Dani Rodrik has an article at Project Syndicate called Globalisation and the Beautiful Game. I confess to struggling to understand Rodrik's precise position on international trade, feeling that he acts as an exemplary critic but a somewhat vague adviser. I don't think he gives his intellectual opponents an honest reading, and revels in being contrary. I also confess to being unsure of how the economic effects of globalisation can be seen through the lens of professional football, and whether it simply gives rise to armchair punditry. So I read his article with interest.
My main criticism is that Rodrik seems to suffer from his own complaint:
instead of sticking to what they are good at--analyzing
trade-offs--economists typically engage in amateur normative political
theorizing about what is good for society.

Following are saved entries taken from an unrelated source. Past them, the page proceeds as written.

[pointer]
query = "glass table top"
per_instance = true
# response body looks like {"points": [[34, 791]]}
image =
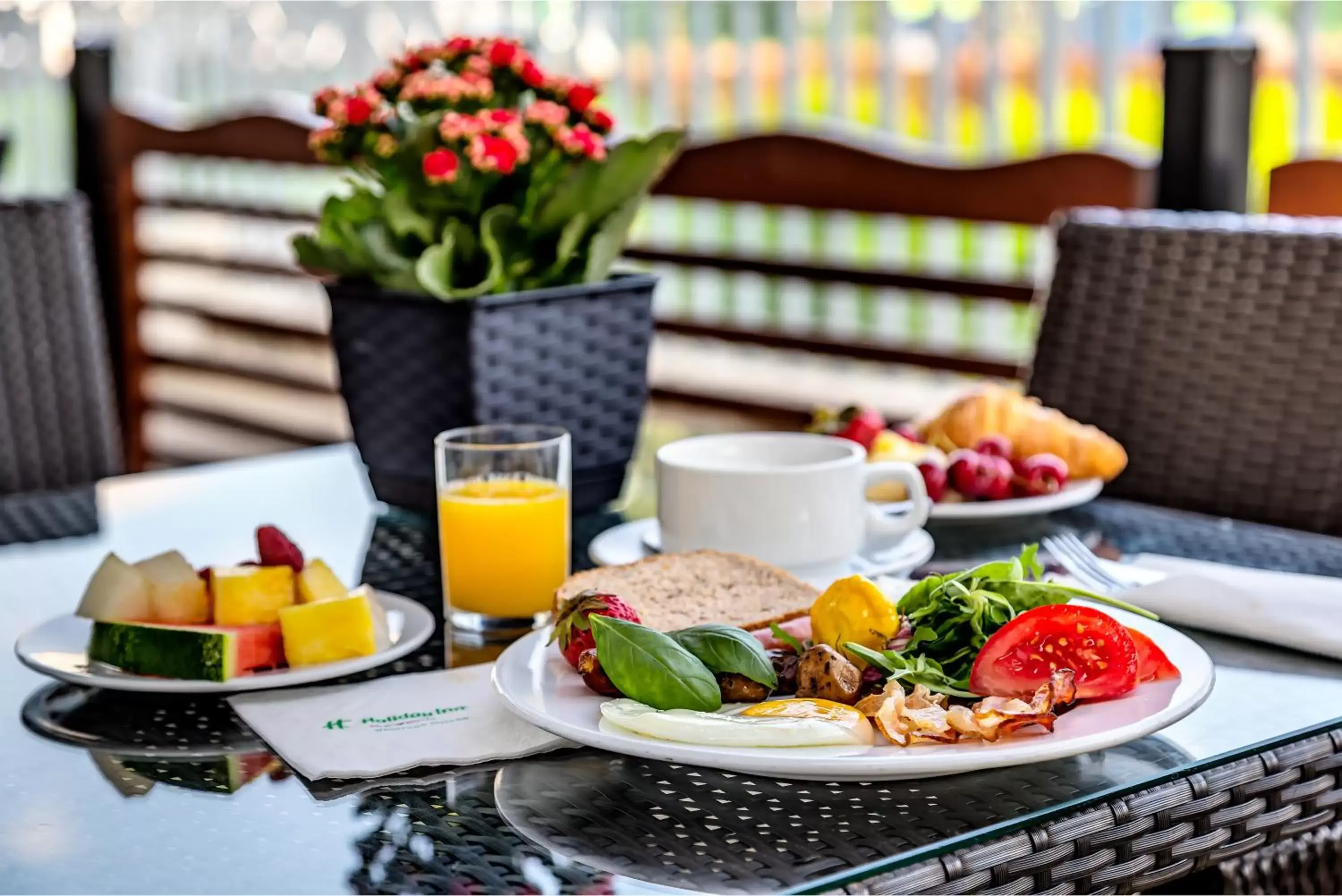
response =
{"points": [[116, 793]]}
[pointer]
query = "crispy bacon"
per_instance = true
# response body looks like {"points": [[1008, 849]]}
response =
{"points": [[924, 717]]}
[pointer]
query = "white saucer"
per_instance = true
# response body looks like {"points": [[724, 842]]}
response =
{"points": [[537, 685], [59, 648], [639, 538]]}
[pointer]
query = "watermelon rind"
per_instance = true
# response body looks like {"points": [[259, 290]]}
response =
{"points": [[166, 651]]}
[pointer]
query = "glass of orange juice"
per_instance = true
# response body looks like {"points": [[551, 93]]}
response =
{"points": [[502, 524]]}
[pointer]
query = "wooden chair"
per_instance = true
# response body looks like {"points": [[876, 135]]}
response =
{"points": [[1308, 187], [234, 379], [826, 176]]}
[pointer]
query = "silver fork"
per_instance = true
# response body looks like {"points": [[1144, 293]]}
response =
{"points": [[1083, 565]]}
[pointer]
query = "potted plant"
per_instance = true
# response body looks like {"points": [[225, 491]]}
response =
{"points": [[469, 262]]}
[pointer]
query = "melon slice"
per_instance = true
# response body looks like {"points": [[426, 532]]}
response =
{"points": [[117, 592], [251, 595], [176, 593], [329, 631], [204, 652], [317, 583]]}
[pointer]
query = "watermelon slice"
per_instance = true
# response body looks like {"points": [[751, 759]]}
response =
{"points": [[204, 652]]}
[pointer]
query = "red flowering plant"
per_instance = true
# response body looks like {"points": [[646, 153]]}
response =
{"points": [[476, 172]]}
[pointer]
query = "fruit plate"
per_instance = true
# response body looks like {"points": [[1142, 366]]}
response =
{"points": [[1074, 494], [536, 683], [59, 648]]}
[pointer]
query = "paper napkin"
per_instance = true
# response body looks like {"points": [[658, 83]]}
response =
{"points": [[371, 729], [1291, 609]]}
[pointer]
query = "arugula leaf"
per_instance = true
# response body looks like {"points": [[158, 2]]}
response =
{"points": [[953, 616], [787, 639]]}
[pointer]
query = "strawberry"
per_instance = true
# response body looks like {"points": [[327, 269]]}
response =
{"points": [[276, 549], [572, 628]]}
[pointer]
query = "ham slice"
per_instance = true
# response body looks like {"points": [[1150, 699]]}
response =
{"points": [[798, 628]]}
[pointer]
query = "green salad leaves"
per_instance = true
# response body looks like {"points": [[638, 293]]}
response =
{"points": [[953, 616]]}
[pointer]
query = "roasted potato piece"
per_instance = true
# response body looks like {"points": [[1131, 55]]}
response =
{"points": [[826, 674], [786, 667], [739, 689]]}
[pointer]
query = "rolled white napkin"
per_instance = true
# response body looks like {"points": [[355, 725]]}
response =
{"points": [[1291, 609], [372, 729]]}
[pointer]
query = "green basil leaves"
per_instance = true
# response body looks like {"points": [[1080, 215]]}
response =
{"points": [[653, 668], [726, 648]]}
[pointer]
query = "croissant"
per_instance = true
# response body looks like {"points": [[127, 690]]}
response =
{"points": [[1031, 428]]}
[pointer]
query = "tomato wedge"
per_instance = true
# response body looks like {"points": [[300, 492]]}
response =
{"points": [[1152, 663], [1020, 655]]}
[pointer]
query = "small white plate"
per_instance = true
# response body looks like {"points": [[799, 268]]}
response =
{"points": [[1074, 494], [536, 683], [639, 538], [59, 648]]}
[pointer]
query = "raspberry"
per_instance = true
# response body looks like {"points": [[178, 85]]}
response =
{"points": [[276, 549]]}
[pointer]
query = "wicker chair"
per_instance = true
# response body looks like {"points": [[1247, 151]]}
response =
{"points": [[1206, 344], [57, 419]]}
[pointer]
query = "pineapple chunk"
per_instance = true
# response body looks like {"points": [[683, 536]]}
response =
{"points": [[251, 595], [317, 583], [380, 631], [176, 593], [328, 631], [117, 593]]}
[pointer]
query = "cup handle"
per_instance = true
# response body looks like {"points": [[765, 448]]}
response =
{"points": [[883, 529]]}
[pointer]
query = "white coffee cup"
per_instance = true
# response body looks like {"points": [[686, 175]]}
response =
{"points": [[794, 499]]}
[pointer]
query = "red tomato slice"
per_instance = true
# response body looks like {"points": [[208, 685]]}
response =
{"points": [[1020, 655], [1152, 663]]}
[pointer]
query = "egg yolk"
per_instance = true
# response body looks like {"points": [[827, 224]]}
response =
{"points": [[827, 710]]}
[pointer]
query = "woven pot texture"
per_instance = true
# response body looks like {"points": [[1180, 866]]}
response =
{"points": [[412, 367]]}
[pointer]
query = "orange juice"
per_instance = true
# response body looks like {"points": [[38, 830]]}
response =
{"points": [[505, 545]]}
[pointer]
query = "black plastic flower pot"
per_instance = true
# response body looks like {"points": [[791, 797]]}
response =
{"points": [[412, 367]]}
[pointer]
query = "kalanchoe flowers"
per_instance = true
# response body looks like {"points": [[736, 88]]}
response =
{"points": [[441, 167], [582, 141], [465, 155]]}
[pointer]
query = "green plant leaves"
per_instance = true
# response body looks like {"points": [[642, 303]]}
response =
{"points": [[651, 668], [438, 270], [726, 648], [403, 218], [599, 188], [608, 242], [434, 269], [474, 238]]}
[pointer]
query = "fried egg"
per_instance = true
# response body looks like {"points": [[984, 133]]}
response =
{"points": [[776, 723]]}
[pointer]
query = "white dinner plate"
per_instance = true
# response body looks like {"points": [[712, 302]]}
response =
{"points": [[1074, 494], [536, 683], [639, 538], [59, 648]]}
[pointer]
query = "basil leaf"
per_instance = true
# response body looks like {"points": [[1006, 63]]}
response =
{"points": [[874, 658], [651, 668], [726, 648], [787, 639]]}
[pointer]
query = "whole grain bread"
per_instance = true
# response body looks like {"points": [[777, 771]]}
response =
{"points": [[677, 591]]}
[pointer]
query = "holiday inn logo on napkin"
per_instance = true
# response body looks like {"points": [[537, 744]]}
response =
{"points": [[433, 717], [446, 718]]}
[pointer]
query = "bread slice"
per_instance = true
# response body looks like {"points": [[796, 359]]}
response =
{"points": [[677, 591]]}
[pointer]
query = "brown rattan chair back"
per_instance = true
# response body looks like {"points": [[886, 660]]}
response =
{"points": [[1206, 344], [1306, 187], [57, 411]]}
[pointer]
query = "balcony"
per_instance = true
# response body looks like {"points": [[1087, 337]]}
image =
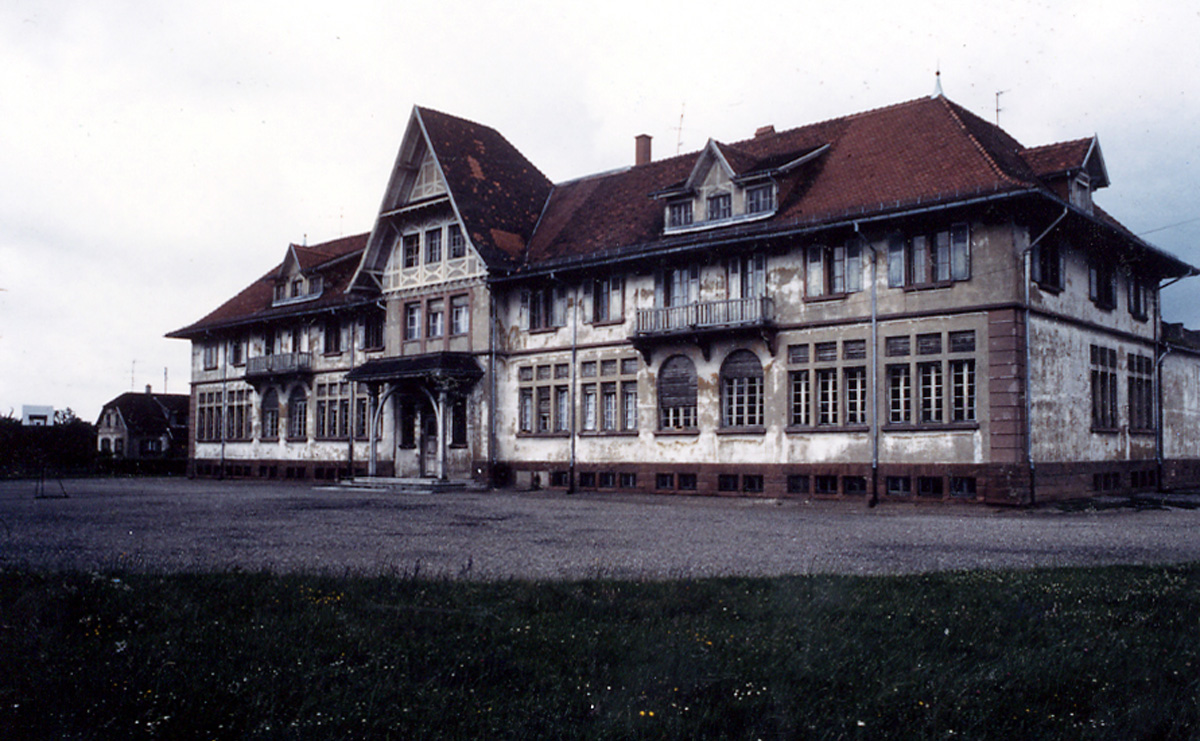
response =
{"points": [[703, 320], [279, 365]]}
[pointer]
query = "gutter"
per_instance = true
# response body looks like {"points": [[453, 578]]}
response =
{"points": [[1027, 259]]}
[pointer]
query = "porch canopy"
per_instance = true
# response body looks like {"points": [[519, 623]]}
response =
{"points": [[433, 374], [436, 368]]}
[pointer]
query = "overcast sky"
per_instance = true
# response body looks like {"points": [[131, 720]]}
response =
{"points": [[157, 157]]}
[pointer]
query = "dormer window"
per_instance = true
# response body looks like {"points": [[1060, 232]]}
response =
{"points": [[760, 199], [720, 205], [679, 214]]}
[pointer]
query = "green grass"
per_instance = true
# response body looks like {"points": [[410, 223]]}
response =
{"points": [[1059, 654]]}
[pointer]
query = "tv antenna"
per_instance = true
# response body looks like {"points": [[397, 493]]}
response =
{"points": [[679, 128]]}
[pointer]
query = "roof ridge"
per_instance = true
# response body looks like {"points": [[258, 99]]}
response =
{"points": [[955, 110]]}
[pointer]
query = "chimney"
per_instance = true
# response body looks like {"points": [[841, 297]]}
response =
{"points": [[642, 149]]}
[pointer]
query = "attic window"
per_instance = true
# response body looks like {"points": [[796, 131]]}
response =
{"points": [[679, 214], [760, 199], [720, 206]]}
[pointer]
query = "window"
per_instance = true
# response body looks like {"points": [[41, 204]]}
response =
{"points": [[333, 410], [827, 396], [333, 336], [1139, 297], [1141, 392], [270, 410], [930, 259], [435, 315], [543, 308], [1104, 389], [208, 413], [433, 246], [562, 409], [544, 409], [298, 414], [372, 330], [833, 271], [238, 414], [629, 405], [677, 393], [720, 206], [760, 199], [457, 242], [856, 395], [1047, 265], [525, 410], [459, 422], [679, 214], [607, 299], [412, 249], [1102, 284], [802, 399], [742, 390], [677, 285], [238, 351], [413, 320], [899, 395], [963, 390], [460, 314], [748, 277], [929, 384], [589, 408]]}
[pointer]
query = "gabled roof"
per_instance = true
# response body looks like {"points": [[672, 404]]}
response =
{"points": [[150, 414], [335, 260], [492, 188]]}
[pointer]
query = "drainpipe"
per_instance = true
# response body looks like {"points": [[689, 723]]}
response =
{"points": [[575, 331], [1027, 259], [874, 496], [1161, 351]]}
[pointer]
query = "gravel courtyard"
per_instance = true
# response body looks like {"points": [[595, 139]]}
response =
{"points": [[179, 524]]}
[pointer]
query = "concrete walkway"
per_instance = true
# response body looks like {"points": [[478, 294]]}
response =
{"points": [[179, 524]]}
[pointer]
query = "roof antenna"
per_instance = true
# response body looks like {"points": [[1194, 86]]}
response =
{"points": [[679, 128]]}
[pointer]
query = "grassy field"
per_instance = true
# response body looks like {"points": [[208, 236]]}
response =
{"points": [[1059, 654]]}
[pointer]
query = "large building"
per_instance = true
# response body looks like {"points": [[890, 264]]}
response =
{"points": [[904, 302]]}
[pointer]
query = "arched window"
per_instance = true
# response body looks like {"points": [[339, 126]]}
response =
{"points": [[742, 390], [298, 414], [677, 393], [270, 415]]}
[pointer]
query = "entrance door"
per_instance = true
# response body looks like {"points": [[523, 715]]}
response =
{"points": [[429, 443]]}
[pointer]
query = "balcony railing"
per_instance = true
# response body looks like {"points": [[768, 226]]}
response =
{"points": [[705, 315], [281, 363]]}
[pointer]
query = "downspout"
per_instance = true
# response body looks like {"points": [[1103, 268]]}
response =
{"points": [[1161, 351], [1027, 259], [874, 495], [491, 384], [575, 331]]}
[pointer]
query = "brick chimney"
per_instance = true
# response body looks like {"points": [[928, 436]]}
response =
{"points": [[642, 149]]}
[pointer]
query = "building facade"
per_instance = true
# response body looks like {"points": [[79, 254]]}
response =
{"points": [[899, 303]]}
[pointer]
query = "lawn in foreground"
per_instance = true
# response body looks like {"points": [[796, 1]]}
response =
{"points": [[1056, 654]]}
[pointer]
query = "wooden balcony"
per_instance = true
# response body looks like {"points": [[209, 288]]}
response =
{"points": [[702, 321], [279, 365]]}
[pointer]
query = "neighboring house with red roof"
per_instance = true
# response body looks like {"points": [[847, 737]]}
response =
{"points": [[904, 302], [144, 427]]}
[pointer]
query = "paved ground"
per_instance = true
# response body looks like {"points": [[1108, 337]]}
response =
{"points": [[178, 524]]}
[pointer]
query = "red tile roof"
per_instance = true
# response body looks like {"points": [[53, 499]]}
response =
{"points": [[921, 151], [335, 260], [498, 192]]}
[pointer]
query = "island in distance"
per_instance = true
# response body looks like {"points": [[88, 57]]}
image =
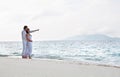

There is a robust, enduring and (relatively) straightforward theoretical framework that demonstrates the positive-sum gains of comparative advantage, and thus an economic rationale for unilateral international trade. I am routinely frustrated by the fragmentary, anecdotal, conspiracy-led, rhetoric-laced specific cases that mask as a critique. Thus the anti-globalisation crowd seem wedded to complex theory to support their stories, even though the more complicated the economic theory, the lower our confidence in it should be. Rodrik is a prime example of an economist who over-complicates theory (formalism being a convenient way to do this), but in this article he also seems to fall victim to casual empiricism. After a lengthy list of the benefits of greater globalisation (better quality football, higher wages to skilled footballers), he attempts to undermine these unambiguous advances with the costs:
- Many fear that the quality of national teams is harmed by the availability of foreign players
- Many blame the country’s [England's] failure to qualify for this summer’s European
championship on the preponderance of foreign players in English club
teams
- There is also a broader backlash under way. Sepp Blatter, the
president of FIFA, soccer’s global governing body, has been pushing a
plan to limit to five the number of foreign players that club teams
would be allowed to have on the field
Is that really the best we can do? Are there no greater costs that this ramshackle list of blind assertions and scare-mongering? Where's the evidence to say that national teams are harmed by foreign players? Who are blaming these foreigners for England's ineptitude? The irony is that England were relatively successful under Eriksson (a Swede). We were woeful under his predecessor (Keegan, an Englishman) and his successor (McClaren, an Englishman). And since when did anyone believe that sharing an opinion with Sepp Blatter was a good thing?!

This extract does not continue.